Le sentiment anti-français à un niveau sans précédent
Les soldats français ont quitté le Mali dans un contexte où le sentiment anti-français s’est installé de manière imposante.
"Il y a toujours eu un sentiment anti-France latent dû à une sorte de condescendance, d'arrogance de la politique française en Afrique qui n'a pas connu de mutation profonde depuis la fin de la colonisation", explique à l'AFP Rodrigue Koné, chercheur à l'Institut des études de sécurité (ISS).
"Il y a eu des erreurs de diplomatie, comme quand la France a empêché l'armée malienne de rentrer à Kidal en 2013. Ce genre d'évènements a été perçu comme de l'arrogance et a renforcé un sentiment patriotique et souverainiste qui revient au galop aujourd'hui” ajoute-t-il.
Depuis quelques mois, les manifestations contre la France se sont multipliées où des personnes ont brûlé le drapeau français en scandant “A bas la France”.
Dernièrement, des manifestants se sont rejoints à Gao pour demander l’accélération du départ des militaires français. "Barkhane dégage", "Barkhane parrain et allié des groupes terroristes", "Aucune puissance étrangère ne fera du Mali son butin", brandissaient des manifestants sur des banderoles.
"Les Forces vives de Gao ont demandé aux autorités maliennes de porter plainte contre les autorités françaises pour complicité dans l'attaque meurtrière de Tessit et toutes autres agressions meurtrières contre les populations et les Forces de défense et de sécurité maliennes" a déclaré Abdoul Karim Samba, porte-parole des Forces vives de Gao.
Le gouvernement de la Transition du Mali avait quant à lui exigé, de Macron ''d’abandonner définitivement sa posture néocoloniale, paternaliste et condescendante'' pour comprendre que nul ne peut aimer le Mali mieux que les Maliens eux-mêmes.
“La France, qui a toujours œuvré à la division et à la partition de notre pays, est mal placée pour donner des leçons au Mali” a déclaré le premier ministre Choguel Kokalla Maiga.
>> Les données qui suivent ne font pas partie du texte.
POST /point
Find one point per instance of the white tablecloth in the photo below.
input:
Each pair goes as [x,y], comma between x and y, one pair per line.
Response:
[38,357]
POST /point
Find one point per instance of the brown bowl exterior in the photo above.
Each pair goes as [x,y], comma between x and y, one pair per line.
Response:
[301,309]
Le Mali a également demandé à l’ambassadeur de France de quitter le territoire malien et a suspendu les médias France 24 et Radio France Internationale.
La France reste engagée
Le retrait des forces françaises Barkhane au Mali ne signe pas pour autant la fin de l’opération Barkhane. “La France reste engagée au Sahel, dans le Golfe de Guinée et la région du lac Tchad avec tous les partenaires attachés à la stabilité et à la lutte contre le terrorisme” a indiqué l’Elysée, dans un communiqué de presse.
Au Sahel, le Niger a accepté le maintien d'une base aérienne française à Niamey et l'appui de 250 soldats pour ses opérations militaires à la frontière malienne. Le Tchad continuera à héberger une emprise française à N'Djamena.
Quant au Bénin et au Togo, "il y a une demande d'appui français en matière de soutien aérien, de renseignement et d'équipement", selon l'Elysée.